At Daraja Academy in Kenya, girls are given the opportunity for a brighter future.
Daraja Academy is a boarding secondary school for Kenyan girls with excellent academic abilities but no financial means to pay for their education.
The school, through foundation support, provides full scholarships for these girls. The girls come from 31 tribes from all parts of Kenya. The academy provides shelter, food, clothing, and counseling services, which allow students to focus on their academic and personal potential, without being hindered by the everyday barriers of poverty. The campus is located 200 km north of Nairobi in rural central Kenya.
A dentist and professor at NYU’s College of Dentistry, Yvonne Buischi, has made it her mission to empower Daraja’s students to take their health into their own hands, beginning with their oral health. She describes her journey to increase access to care at Daraja in the blog below.
Discovering Daraja Academy
I first learned about Daraja Academy in early 2013, through a very close friend, Deborah Santana, in the opening night of the documentary “Girls of Daraja.” I was mesmerized by the scenic beauty of rural Kenya and the magnetism emanating from each one of these special girls who seemed so happy and grateful to be part of Daraja. However, many were uncomfortable smiling due to mottling of their teeth from excessive intake of fluoride in their natural water. Cavities and gum inflammation were also very evident.
The Daraja girls immediately caught my heart and I felt an indescribable need to take action in order to promote better oral health among them. However, at that point I did not see how I could do this by myself.
A few months later, when Dr. Peter Loomer was recruited to NYU Dentistry as the Director of Global Health for Oral Health Sciences, he asked me about my research interests. I shared with him my dream of implementing a health promotion program for the girls at Daraja. After listening carefully, he asked, “When would be a good time for us to go to Kenya for an assessment trip?” We went there in February 2014, and now, after a great deal of organization and preparation, the official start of our oral health program will be this June.
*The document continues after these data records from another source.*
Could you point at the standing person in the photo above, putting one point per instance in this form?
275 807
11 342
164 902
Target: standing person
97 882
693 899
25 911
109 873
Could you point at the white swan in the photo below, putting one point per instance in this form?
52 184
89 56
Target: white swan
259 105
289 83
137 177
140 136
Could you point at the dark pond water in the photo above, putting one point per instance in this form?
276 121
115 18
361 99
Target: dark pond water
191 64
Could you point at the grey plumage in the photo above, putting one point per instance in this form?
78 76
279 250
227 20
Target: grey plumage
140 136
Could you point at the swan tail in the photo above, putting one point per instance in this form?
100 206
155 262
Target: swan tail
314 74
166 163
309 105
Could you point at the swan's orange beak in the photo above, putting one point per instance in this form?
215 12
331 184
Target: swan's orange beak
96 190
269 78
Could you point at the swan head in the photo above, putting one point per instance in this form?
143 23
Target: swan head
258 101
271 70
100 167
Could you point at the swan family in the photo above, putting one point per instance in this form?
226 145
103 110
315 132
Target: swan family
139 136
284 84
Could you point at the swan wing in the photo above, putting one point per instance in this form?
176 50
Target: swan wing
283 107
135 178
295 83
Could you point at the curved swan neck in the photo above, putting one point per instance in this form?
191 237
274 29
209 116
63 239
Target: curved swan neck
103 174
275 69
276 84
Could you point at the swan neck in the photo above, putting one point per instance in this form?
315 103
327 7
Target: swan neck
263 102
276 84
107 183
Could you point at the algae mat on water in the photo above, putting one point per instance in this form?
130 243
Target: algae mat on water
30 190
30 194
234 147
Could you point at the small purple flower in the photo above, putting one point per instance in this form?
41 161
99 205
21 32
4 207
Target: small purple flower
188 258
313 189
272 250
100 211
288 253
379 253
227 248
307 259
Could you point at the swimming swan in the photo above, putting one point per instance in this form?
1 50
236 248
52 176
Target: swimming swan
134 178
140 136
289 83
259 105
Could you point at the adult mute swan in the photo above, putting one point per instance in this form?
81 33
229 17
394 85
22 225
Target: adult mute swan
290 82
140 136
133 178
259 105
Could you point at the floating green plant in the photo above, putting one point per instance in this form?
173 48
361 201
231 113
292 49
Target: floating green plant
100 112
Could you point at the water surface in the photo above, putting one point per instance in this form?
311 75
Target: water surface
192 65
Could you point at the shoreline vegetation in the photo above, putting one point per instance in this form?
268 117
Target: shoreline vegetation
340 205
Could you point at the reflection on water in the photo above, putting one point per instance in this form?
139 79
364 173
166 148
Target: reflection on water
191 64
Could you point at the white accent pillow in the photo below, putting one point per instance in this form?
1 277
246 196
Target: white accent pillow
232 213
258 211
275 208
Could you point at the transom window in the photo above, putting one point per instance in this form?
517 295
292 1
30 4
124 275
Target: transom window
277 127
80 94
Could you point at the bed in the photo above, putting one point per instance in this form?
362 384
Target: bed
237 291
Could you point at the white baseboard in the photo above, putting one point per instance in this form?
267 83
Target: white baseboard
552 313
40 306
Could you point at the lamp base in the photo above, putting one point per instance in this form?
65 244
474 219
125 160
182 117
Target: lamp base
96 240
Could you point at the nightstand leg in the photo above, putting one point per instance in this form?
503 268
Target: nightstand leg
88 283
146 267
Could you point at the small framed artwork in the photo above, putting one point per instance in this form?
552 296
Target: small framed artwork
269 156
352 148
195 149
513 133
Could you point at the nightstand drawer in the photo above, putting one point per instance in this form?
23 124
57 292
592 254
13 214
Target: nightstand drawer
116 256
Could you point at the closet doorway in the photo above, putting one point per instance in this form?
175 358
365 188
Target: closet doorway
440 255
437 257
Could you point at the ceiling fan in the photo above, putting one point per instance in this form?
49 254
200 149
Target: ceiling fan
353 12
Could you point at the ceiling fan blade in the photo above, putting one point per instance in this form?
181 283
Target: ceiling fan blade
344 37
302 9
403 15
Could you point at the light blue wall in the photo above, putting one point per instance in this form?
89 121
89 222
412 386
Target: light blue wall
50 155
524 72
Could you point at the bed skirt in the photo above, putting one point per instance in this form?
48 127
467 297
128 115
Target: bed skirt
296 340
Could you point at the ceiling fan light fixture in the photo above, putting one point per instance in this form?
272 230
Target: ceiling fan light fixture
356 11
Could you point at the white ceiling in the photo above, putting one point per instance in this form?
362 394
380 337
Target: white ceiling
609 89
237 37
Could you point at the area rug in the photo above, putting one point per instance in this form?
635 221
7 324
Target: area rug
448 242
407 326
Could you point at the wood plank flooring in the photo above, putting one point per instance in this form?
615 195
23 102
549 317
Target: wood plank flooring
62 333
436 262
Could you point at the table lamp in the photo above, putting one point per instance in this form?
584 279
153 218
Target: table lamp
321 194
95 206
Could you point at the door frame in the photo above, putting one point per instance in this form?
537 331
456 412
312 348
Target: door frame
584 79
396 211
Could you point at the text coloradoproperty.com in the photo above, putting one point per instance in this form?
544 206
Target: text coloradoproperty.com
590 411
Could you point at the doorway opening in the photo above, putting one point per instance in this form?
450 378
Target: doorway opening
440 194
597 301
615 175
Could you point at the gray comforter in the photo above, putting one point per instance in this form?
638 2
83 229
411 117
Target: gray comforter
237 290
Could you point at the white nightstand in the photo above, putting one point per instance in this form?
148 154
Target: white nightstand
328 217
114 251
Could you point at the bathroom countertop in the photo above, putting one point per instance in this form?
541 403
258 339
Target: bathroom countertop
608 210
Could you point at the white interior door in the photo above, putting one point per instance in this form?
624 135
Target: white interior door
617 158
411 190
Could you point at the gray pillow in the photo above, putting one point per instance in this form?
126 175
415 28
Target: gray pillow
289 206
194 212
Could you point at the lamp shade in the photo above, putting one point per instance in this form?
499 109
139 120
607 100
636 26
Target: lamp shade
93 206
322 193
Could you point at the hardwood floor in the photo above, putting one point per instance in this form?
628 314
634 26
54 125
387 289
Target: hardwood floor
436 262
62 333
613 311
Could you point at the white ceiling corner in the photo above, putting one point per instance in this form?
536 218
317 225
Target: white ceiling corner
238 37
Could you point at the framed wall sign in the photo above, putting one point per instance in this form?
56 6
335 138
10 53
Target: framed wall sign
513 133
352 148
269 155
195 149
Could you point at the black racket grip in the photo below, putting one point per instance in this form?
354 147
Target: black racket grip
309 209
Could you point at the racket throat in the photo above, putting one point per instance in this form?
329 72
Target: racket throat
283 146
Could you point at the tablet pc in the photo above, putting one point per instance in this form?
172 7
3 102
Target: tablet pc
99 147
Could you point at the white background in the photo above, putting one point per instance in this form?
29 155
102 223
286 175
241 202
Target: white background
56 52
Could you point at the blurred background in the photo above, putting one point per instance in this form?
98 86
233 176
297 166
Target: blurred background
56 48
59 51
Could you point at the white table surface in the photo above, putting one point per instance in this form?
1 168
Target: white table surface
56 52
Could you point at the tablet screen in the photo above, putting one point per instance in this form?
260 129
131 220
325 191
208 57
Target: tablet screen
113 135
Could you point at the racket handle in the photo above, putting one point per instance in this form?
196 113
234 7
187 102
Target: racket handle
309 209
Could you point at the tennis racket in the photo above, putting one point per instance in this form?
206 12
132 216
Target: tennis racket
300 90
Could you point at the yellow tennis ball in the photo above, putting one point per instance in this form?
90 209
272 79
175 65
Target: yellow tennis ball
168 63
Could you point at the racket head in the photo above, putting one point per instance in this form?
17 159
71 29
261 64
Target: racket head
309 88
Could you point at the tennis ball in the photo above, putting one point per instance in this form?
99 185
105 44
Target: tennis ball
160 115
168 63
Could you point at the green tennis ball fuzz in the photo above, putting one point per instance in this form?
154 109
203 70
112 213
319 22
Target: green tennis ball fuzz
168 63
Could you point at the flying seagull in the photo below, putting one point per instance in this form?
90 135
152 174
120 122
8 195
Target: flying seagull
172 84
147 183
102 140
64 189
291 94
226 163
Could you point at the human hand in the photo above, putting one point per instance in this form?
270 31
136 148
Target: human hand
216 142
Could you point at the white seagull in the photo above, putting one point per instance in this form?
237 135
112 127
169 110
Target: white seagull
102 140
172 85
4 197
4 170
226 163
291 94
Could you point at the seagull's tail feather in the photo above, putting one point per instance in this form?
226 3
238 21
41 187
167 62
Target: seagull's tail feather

Fitting Oral Health Into the Big Picture
Poverty is an important social determinant of poor oral health. As extreme poverty persists in Kenya, prioritization of oral health remains very low as Kenya’s limited financial resources are directed towards other health concerns, such as HIV/AIDS.
In this context, the girls in Daraja Academy have no regular access to routine dental care, and they face several oral health challenges. In a recent site visit, we assessed their oral health needs and evaluated local conditions for the development and sustainability of a health promotion program at Daraja Academy.
Promoting Health at Daraja Academy
Our main goal is to establish a comprehensive health promotion program that will significantly improve the oral health of the girls and promote healthier behaviors. The program will serve as a pilot project, which we intend to be reproducible in other parts of Africa and beyond. Most importantly, the girls will be given training on how to become leaders in oral health: they will given the tools on how to instruct their peers, family, and friends on the importance of excellent oral health and general health.
We raised initial funds with sponsorship by NYU Dentistry and my friend Deborah’s Do A Little Foundation. Dental materials and equipment were generously donated by Henry Schein Cares, and Colgate-Palmolive donated personal oral health supplies.
We have made three planning and assessment trips to Daraja to identify and establish the much-needed local support, including our Kenyan research collaborator, Dr. Kimathi Mowngera (Kenya Methodist University, Meru), local dental care provider Marius Ruto (Huruma Dental Clinic), and Sister Lucia from Huruma Health Center. The legal aspects of doing research in Kenya were also taken care during this period, such as IRB approval, and all necessary Kenya government research passes and permits.
In order to attain our goal of establishing a model for a replicable, self-sustained oral health promotion program, local support is crucial. We involved all of Daraja’s staff: Jason and Jenni Doherty (Daraja’s founders), Victoria Gichuhi (Principal), Charles Mbuto (Dean of Academics), Francesca Muthoni (Clinical Officer), and Stephen Stems (Daraja manager).
Looking to the Future
We are very close to launching our program this June. We’re very excited to see how every member of our team will play his or her role, and to finally start the implementation stage of this life-changing project.
We are honored to have the chance to help these special girls. We know we can have a positive impact and improve their health and that of their family and friends. I’m inspired by the deep and genuine appreciation from the Daraja community to our work, and truly feel that our work can make a difference in people’s life.
After our second trip to Kenya, I received this email from one of Daraja Academy’s students:
“Hello Dr. Buischi, I humbly write to thank you for the great opportunity to travel with you and be part of you in your work. I am so pleased to tell you that I added so much value to my life within those three days we were together and the moments we shared.
“Indeed, I got so motivated while moving around the hospitals and clinics and the outcome is that I am not changing my mind about being a dentist. I really want to do this so that I become great just as you and Dr. Loomer. I am so very proud of you and your great work to change the world. Thank you for choosing to work in our beautiful country, Kenya…”
Dr. Buischi and Dr. Loomer have been supported by a donation through Henry Schein Cares, the corporate social responsibility program of Henry Schein, Inc.